Le film de Christopher Nolan est reparti du Dolby Theatre avec sept statuettes. (Photo AFP)

Le film Oppenheimer consacré au physicien américain père de la bombe atomique a été acclamé dimanche aux Oscars, mais à Hiroshima, la ville japonaise dévastée par la première bombe atomique en 1945, le film sur le créateur de cette arme est attendu avec circonspection.

« Est-ce vraiment un film que les habitants d’Hiroshima peuvent supporter de regarder ? », s’interroge Kyoko Heya, la présidente du Festival international du film de cette ville de l’ouest du Japon. Auréolé dimanche à Hollywood de l’Oscar du meilleur film et de celui du meilleur réalisateur pour Christopher Nolan, « Oppenheimer » qui a raflé sept statuettes, a connu un fort succès dans le monde entier l’été dernier, sauf au Japon, où il était absent des salles de cinéma. Il y sera visible à partir du 29 mars.

Aucune raison officielle n’avait été avancée sur ce délai, ce qui a alimenté les spéculations selon lesquelles le film était trop sensible pour sortir au Japon. Plus de 140 000 personnes ont été tuées à Hiroshima et 74 000 à Nagasaki, lorsque les États-Unis ont largué des bombes atomiques sur ces villes quelques jours avant la fin de la Seconde Guerre mondiale.

D’abord dubitative, Kyoko Heya, 69 ans, a décidé d’organiser dès mardi une projection spéciale pour des lycéens de la ville. « J’ai pensé que les habitants d’Hiroshima devaient le regarder », explique-t-elle à l’AFP. « J’ai moi-même vu ce film du point de vue d’une habitante d’Hiroshima », dit-elle, depuis le Parc du Mémorial de la Paix de la ville, proche de l’endroit où est censé être tombée la bombe et où les ruines d’un célèbre bâtiment en forme de dôme rappellent les horreurs de l’attaque, de même qu’un musée voisin.

Kyoko Heya a trouvé le film « très centré sur l’Amérique » et a d’abord été « terrifiée » à l’idée de le projeter à Hiroshima, aujourd’hui une métropole de 1,2 million d’habitants. « Je souhaite maintenant que beaucoup de gens regardent le film, car je serais heureuse de voir Hiroshima, Nagasaki et les armes atomiques devenir des sujets de discussion grâce à ce film », glisse-t-elle.
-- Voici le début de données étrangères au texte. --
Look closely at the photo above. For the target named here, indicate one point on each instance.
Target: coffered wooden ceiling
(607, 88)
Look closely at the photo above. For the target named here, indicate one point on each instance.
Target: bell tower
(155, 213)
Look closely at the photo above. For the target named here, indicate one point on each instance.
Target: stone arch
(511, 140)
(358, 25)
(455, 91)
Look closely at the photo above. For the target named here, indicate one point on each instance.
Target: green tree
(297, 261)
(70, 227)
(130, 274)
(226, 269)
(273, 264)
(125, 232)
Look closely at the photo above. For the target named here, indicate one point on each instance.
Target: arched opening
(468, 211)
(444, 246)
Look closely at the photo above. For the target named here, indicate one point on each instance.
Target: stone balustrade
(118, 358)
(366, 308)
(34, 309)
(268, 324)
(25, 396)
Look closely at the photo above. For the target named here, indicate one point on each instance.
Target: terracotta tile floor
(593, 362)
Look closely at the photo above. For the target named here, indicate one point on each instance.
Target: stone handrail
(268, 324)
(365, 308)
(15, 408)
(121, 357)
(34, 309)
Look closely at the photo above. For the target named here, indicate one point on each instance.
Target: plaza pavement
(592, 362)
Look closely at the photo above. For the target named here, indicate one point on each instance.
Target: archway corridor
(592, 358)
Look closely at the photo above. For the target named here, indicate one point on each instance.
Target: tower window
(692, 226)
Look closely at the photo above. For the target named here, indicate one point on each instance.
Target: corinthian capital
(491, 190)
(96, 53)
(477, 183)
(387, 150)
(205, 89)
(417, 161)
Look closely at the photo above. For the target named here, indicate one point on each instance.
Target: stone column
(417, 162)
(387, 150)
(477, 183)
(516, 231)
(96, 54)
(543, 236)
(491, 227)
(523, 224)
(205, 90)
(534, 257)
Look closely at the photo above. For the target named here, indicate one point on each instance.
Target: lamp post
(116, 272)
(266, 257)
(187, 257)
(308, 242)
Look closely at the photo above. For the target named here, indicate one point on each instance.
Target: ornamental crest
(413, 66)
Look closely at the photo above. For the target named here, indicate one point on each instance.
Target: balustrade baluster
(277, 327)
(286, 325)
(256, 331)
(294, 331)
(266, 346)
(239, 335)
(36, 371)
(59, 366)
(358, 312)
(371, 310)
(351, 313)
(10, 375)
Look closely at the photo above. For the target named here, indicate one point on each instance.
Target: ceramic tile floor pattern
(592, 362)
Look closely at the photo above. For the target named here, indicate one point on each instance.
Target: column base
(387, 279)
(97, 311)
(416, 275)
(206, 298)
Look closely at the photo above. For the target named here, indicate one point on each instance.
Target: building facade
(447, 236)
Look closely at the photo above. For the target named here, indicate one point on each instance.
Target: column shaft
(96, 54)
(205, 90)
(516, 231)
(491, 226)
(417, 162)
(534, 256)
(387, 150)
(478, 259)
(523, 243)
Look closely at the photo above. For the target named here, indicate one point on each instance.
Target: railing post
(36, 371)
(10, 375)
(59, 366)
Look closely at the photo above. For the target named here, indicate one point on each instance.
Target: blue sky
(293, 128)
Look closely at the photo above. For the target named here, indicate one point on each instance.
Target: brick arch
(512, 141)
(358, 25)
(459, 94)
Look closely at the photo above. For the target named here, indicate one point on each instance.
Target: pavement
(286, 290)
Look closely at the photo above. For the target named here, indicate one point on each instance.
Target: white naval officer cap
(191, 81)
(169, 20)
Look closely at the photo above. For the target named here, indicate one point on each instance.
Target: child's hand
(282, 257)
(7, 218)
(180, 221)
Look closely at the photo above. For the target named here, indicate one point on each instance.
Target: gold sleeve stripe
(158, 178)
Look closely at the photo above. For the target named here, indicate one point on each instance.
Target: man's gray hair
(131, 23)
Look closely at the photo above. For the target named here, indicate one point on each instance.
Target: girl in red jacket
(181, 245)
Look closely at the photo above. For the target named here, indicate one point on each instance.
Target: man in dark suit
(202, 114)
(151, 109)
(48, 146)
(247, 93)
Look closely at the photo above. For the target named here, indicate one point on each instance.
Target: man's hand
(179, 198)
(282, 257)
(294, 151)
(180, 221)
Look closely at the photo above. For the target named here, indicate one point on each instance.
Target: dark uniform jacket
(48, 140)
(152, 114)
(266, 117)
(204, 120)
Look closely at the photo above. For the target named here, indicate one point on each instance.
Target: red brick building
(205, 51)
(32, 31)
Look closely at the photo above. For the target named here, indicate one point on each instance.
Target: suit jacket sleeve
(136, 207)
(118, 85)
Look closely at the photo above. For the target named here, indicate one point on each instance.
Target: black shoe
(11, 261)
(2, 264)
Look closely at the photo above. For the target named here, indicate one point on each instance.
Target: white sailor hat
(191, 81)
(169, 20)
«Mes sentiments sont partagés»

Yu Sato, étudiante de 22 ans à l’Université d’Hiroshima qui travaille avec des survivants du bombardement, dit avoir eu « un peu peur » de leur réaction et de celle de leurs familles. « Pour être honnête, mes sentiments sont partagés », admet-elle. « Oppenheimer a créé la bombe atomique, faisant de ce monde un endroit très effrayant ». Et « même s’il n’avait pas l’intention de tuer beaucoup de gens, il ne peut pas être considéré comme totalement exempt de responsabilité ».

L’été dernier, les sorties simultanées de Oppenheimer et du film Barbie avaient engendré d’innombrable mèmes sur internet, avec des images combinant les deux films, qui ont choqué l’opinion au Japon, seul pays à avoir subi une attaque nucléaire en temps de guerre. Le triomphe de Oppenheimer aux Oscars a immédiatement fait réagir les internautes japonais, l’un d’entre eux qualifiant le palmarès du film d' »écrasant » et se demandant sur X « quelle est cette force ? Il doit s’agir d’un sacré chef-d’oeuvre ».

Un autre a suggéré: « Il est peut-être temps que quelqu’un fasse un film sur les bombes atomiques du point de vue du Japon ou d’un Japonais ». Le martyre d’Hiroshima a notamment été porté à l’écran avec Hiroshima, mon amour du réalisateur Alain Resnais, coproduction franco-japonaise sur un scénario de Marguerite Duras, présenté au festival de Cannes en 1959 mais écarté de la compétition en raison de pressions américaines.

«La génération future ne devrait pas oublier»

A Hiroshima, des touristes étrangers interrogés confient l’importance selon eux que l’art raconte l’histoire même si c’est désagréable.

« J’ai été assez impressionné par le film » sur J. Robert Oppenheimer, avoue l’un d’entre eux, Singh, 67 ans, venu du Royaume-uni. « On s’interroge toujours sur l’exactitude de ces films, mais je pense qu’il est important que les générations futures sachent ce qu’il s’est passé ».

Pour son épouse Jaz Grewal, 65 ans, il s’agit d’un sujet « très difficile », mais « la génération future ne devrait pas oublier, nous ne devrions jamais oublier, car l’histoire se répète de manière insupportable », insiste-t-elle.